Saturday, July 14, 2012

Recommendation for Romney: Taking Civil Defense Seriously

The recent events after the Derecho in DC and several swing states (Virginia, Ohio) point to one possible area where Romney can distinguish himself from both Obama AND Bush.

Here's your talking point:
Obama and Bush have spent godawful amounts of money on the supposed War on Terror and 'Homeland Security'.
Why the hell is it that the state of actual civil defense is so wretched?  Why is it that it takes two weeks to get power on near the nation's capital?
Why is it that a solar storm on the scale of the 1989 storm that took down power for so many Canadians would hammer us so badly and for so long today?  To say nothing of a more 1859-ish solar event?
Why is it that government acts as if it doesn't give a damn about the fate of ordinary Americans?
Why is it that government avoids so strongly the things that governments going all the way back to Joseph in Egypt are ACTUALLY GOOD AT, instead choosing to do the sorts of things that it to put it mildly, has a very large competitive disadvantage at?

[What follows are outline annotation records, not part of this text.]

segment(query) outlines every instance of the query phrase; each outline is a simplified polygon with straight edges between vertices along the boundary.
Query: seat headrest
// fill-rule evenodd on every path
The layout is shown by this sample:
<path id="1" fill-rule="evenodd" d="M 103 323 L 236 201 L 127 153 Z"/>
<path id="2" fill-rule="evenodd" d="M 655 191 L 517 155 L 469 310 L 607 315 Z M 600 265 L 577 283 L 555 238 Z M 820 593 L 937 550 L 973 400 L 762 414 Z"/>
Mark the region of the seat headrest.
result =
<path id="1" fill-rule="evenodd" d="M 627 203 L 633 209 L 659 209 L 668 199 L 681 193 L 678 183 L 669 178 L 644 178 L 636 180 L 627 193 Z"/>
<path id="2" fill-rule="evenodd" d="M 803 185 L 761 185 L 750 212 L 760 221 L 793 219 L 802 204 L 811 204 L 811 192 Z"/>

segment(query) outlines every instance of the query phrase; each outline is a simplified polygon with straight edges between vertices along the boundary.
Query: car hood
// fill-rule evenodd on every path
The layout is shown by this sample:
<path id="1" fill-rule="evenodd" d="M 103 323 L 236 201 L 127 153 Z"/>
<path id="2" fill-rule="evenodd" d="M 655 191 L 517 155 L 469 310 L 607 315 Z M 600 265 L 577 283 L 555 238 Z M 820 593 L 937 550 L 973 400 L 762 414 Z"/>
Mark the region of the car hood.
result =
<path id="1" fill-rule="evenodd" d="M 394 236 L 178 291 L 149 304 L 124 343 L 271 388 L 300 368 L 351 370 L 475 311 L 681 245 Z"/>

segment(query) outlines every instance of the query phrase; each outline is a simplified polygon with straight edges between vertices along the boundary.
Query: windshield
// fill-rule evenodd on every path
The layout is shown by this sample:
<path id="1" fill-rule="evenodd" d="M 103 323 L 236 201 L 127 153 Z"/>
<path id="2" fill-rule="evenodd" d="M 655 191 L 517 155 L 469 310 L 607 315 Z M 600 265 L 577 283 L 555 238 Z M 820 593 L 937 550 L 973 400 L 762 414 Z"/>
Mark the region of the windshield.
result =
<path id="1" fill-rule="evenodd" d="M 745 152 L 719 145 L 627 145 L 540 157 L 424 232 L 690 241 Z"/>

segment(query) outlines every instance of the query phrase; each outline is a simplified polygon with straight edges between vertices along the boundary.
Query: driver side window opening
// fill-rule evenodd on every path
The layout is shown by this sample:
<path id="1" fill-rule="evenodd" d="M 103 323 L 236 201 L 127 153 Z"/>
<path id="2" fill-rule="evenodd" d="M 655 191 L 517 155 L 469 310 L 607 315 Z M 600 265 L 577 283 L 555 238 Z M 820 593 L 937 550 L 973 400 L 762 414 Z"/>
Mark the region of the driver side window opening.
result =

The population I believe gets this at a subconscious gut level---witness the large sales of all things post apocalyptic.  Frame it in terms of values and organizational competence and I believe you've got a theme you can add to your message that actually will work for Romney.  Even the Mormon identity works congruently with the theme, since such preparedness and provision is a key point of their theology and praxis.

2 comments:

bdoran said...

If you understand that the American government and Ruling Class hate their own Ruled countrymen their policies make sense at last.

Someone who's making a career as a DoS [State] employee/contractor told me the European governments -French, German- don't hate their respective populations and hence have generally better government. I pointed out that the American Government DOES hate Americans and the mystery he was groping for was solved. Facepalm!!

Jehu said...

Bdoran,
Campaigning on NOT hating the American population ought to be a winning platform. Of course talking about civil defense and reliability of infrastructure is 'dog whistling' in a sense on that key point. 'Tar and feathers' would be the more straightforward appeal.